Elmiron (MDL 2973, D.N.J.)
Elmiron (MDL 2973, D.N.J.) is the closer failure-to-warn template. Janssen's June 2020 label change adding a retinal warning drove tier valuations, and the docket has fallen from 1,988 total filings to 568 pending by May 2026, a 71% reduction consistent with confidential individual settlements. No global settlement has been announced, and no public bellwether verdicts have been reported, a pattern echoed in the Parkinson's paraquat litigation, where causation evidence and bellwether sequencing have similarly shaped settlement timing.
For pharmaceutical product-liability coverage, the Liu allegations and the bellwether-by-mediation structure that avoids market-setting verdicts remain central to reserve analysis.

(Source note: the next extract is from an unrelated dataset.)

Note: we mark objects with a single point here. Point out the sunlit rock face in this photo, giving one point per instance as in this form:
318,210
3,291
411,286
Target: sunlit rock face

The Michigan carve-out for pre-February 2024 injuries requires separate coverage attention.
Practice considerations for counsel tracking the litigation
The procedural posture in 2026 creates distinct action items for counsel tracking the docket.
For plaintiff counsel
- Cases lacking pre-infusion baseline audiometric testing present weaker causation records; the audiologic file should bracket the infusion window on both sides.
- The Liu-related allegations, together with custodial documents from Horizon's pharmacovigilance and regulatory affairs files, anchor the causation theory, so docket entries identifying those productions remain important.
- Plaintiff-fact-sheet completeness remains an inventory priority, and multi-facility record retrieval often gates how quickly case sets reach the steering committee with complete medical records before tier modeling begins.
For defense counsel
- The Williams preemption ruling forecloses Wyeth-based defenses where changes-being-effected-eligible safety data existed before a label change, while preserving preemption of post-approval design theories.
- The Michigan dismissal is replicable only in jurisdictions with non-retroactive FDA-approval shields, so state-of-injury mapping remains central at intake.
For coverage counsel
- Fact-discovery closure and the bellwether schedule are procedural markers for reserve adjustment; reserves built on trial-verdict assumptions may require recalibration against comparable benchmarks.
- Reinsurance notice obligations may re-trigger as the court continues to press settlement discussions.
What MDL 3079 signals for failure-to-warn dockets
The litigation enters its trial year with fact discovery closed and a reset bellwether calendar. Settlement architecture will likely tie the July 2023 label change to dosing history and audiometric severity. For counsel modeling Tepezza's endgame, the bellwether-driven mediation that shaped the Bard PowerPort litigation offers the closest procedural parallel.